Было тесно, в подвале воняло старой пылью и кошками. Писать негде. Да и темно там писать - всего две тусклых лампочки на весь подвал. Чтобы хоть как-то с пользой время использовать, учителя пытались вести такие уроки, на которых писать не обязательно. У нас был длинный-предлинный урок истории. А рядом с нами сидел 6-й класс (тоже сводный, как и мы), так у них ботаника шла. Поэтому одним ухом я слушала про Киевскую Русь, а другим - про соцветия, корневища и полевых вредителей. В голове в результате получилась полная каша.
Потом учителя выдохлись, и мы стали сидеть уже просто так. Ждали отбоя тревоги. Начались разговоры. Конечно, в основном про войну. Напротив меня на лавочке сидела директор нашей школы, Алевтина Васильевна, бородатый преподаватель физики (не знаю, как зовут его) и секретарша из школьной канцелярии. Из их разговоров я узнала, что с завтрашнего дня, то есть со второго сентября, в городе снижается хлебная норма. Теперь мне по детской карточке полагалось 300 граммов хлеба в день, а маме и папе с их карточками служащих по 400.

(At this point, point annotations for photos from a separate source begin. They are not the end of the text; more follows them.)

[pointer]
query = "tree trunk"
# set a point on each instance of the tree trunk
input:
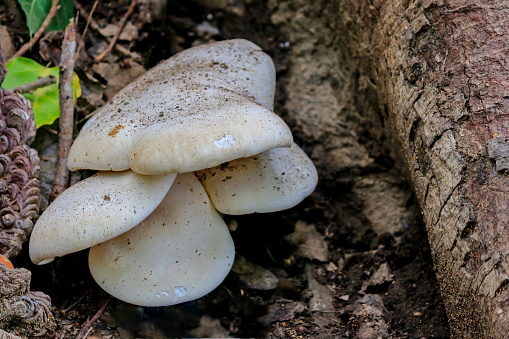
(441, 71)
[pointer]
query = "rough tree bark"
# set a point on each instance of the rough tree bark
(433, 77)
(441, 70)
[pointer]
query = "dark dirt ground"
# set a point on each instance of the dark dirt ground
(328, 271)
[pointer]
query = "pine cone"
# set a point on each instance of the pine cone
(19, 168)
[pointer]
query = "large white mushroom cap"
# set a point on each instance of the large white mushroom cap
(95, 210)
(181, 252)
(271, 181)
(213, 98)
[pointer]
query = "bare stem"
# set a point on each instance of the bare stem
(66, 109)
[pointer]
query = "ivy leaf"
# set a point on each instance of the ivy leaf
(44, 100)
(37, 10)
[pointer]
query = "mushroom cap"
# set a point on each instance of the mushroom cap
(95, 210)
(271, 181)
(210, 84)
(222, 126)
(181, 252)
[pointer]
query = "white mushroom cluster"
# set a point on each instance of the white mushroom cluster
(193, 138)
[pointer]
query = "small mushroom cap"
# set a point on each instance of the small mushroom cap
(95, 210)
(270, 181)
(176, 90)
(181, 252)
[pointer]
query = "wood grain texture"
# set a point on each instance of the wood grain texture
(441, 73)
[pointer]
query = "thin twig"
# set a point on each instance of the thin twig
(121, 26)
(32, 86)
(52, 12)
(66, 109)
(87, 326)
(95, 26)
(88, 19)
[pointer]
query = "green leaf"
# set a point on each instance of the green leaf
(37, 10)
(44, 100)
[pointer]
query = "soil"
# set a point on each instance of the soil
(351, 261)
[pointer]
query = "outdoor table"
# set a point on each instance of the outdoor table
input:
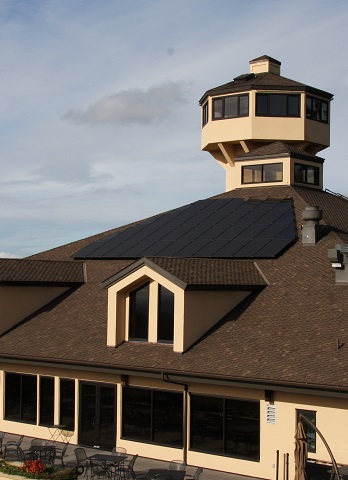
(175, 474)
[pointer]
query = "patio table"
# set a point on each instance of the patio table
(175, 474)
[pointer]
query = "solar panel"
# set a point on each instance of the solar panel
(212, 228)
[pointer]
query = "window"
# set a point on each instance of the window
(165, 332)
(317, 109)
(225, 426)
(277, 105)
(153, 416)
(231, 107)
(139, 314)
(310, 432)
(268, 172)
(20, 397)
(46, 401)
(205, 114)
(67, 403)
(306, 174)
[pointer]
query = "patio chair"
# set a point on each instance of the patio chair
(2, 435)
(81, 458)
(119, 450)
(60, 452)
(13, 446)
(197, 474)
(177, 465)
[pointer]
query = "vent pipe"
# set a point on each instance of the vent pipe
(310, 229)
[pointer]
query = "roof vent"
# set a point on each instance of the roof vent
(339, 261)
(311, 227)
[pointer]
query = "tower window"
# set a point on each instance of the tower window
(317, 109)
(205, 114)
(277, 105)
(306, 174)
(269, 172)
(230, 107)
(139, 314)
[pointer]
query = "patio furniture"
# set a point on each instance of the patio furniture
(197, 474)
(177, 465)
(13, 446)
(60, 452)
(173, 474)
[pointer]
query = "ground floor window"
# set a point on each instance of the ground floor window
(225, 426)
(152, 416)
(310, 432)
(20, 397)
(46, 401)
(67, 403)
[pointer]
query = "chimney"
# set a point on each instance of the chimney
(265, 64)
(310, 229)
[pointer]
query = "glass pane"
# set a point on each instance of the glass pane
(136, 414)
(300, 173)
(244, 105)
(261, 104)
(206, 424)
(46, 401)
(29, 398)
(252, 174)
(294, 105)
(168, 418)
(231, 107)
(273, 172)
(107, 421)
(243, 428)
(12, 396)
(278, 105)
(139, 314)
(67, 403)
(217, 108)
(165, 315)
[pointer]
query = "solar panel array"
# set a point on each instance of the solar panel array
(212, 228)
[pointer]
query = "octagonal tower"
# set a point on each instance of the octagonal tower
(265, 128)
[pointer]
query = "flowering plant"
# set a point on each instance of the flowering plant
(33, 466)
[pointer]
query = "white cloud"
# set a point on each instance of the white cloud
(134, 106)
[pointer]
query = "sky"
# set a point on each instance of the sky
(100, 123)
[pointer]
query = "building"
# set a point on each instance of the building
(201, 333)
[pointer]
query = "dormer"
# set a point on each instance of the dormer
(28, 285)
(175, 301)
(260, 108)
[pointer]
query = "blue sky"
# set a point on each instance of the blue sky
(99, 114)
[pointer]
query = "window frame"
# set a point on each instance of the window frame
(312, 113)
(220, 423)
(25, 410)
(269, 97)
(152, 419)
(223, 106)
(262, 171)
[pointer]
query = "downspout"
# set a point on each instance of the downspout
(334, 464)
(165, 378)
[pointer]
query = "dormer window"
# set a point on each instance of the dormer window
(277, 105)
(139, 314)
(232, 106)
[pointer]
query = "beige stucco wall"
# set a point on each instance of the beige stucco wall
(16, 302)
(332, 416)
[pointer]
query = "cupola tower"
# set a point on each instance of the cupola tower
(264, 128)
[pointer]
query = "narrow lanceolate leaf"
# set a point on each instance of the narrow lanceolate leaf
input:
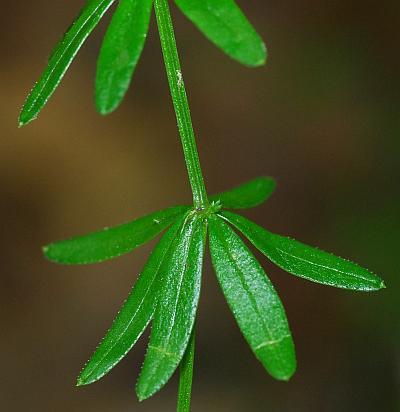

Я сидела молча и также узнала ещё, что для компенсации снижения хлебной нормы принято решение увеличить нормы по сахару и жирам. По сахару и жирам у нас теперь норма выше, чем в любом другом советском городе. Даже выше, чем в Москве!
Ну, вот и отлично! Не больно-то мне этот хлеб и нужен. Триста грамм в день для меня вполне достаточно. Да я и столько-то не съем. Зато конфет больше будет! Идея снизить норму по хлебу и одновременно поднять по сахару мне очень понравилась. Всегда бы так.
Наконец, дали отбой тревоги. Учиться уже всё равно было поздно, так что нас по домам распустили. Я только на минуточку в класс забежала, дописать расписание уроков. Потому что Сашка списать всё равно не даст. Да и не стану я у него просить ни за что.
Вернувшись домой, нашла на столе записку от папы, который приходил обедать. Он просит меня сходить в магазин и выкупить всю крупу, которая нам полагалась в сентябре. На троих это было чуть больше трёх килограммов. Лучше брать пшено. Или макароны. В общем, на моё усмотрение. Потому что по городу ползут какие-то непонятные слухи и папа опасается, что могут быть перебои со снабжением. А самому папе по магазинам некогда ходить, у него заказ срочный. К записке прилагалась ещё и десятирублёвая бумажка.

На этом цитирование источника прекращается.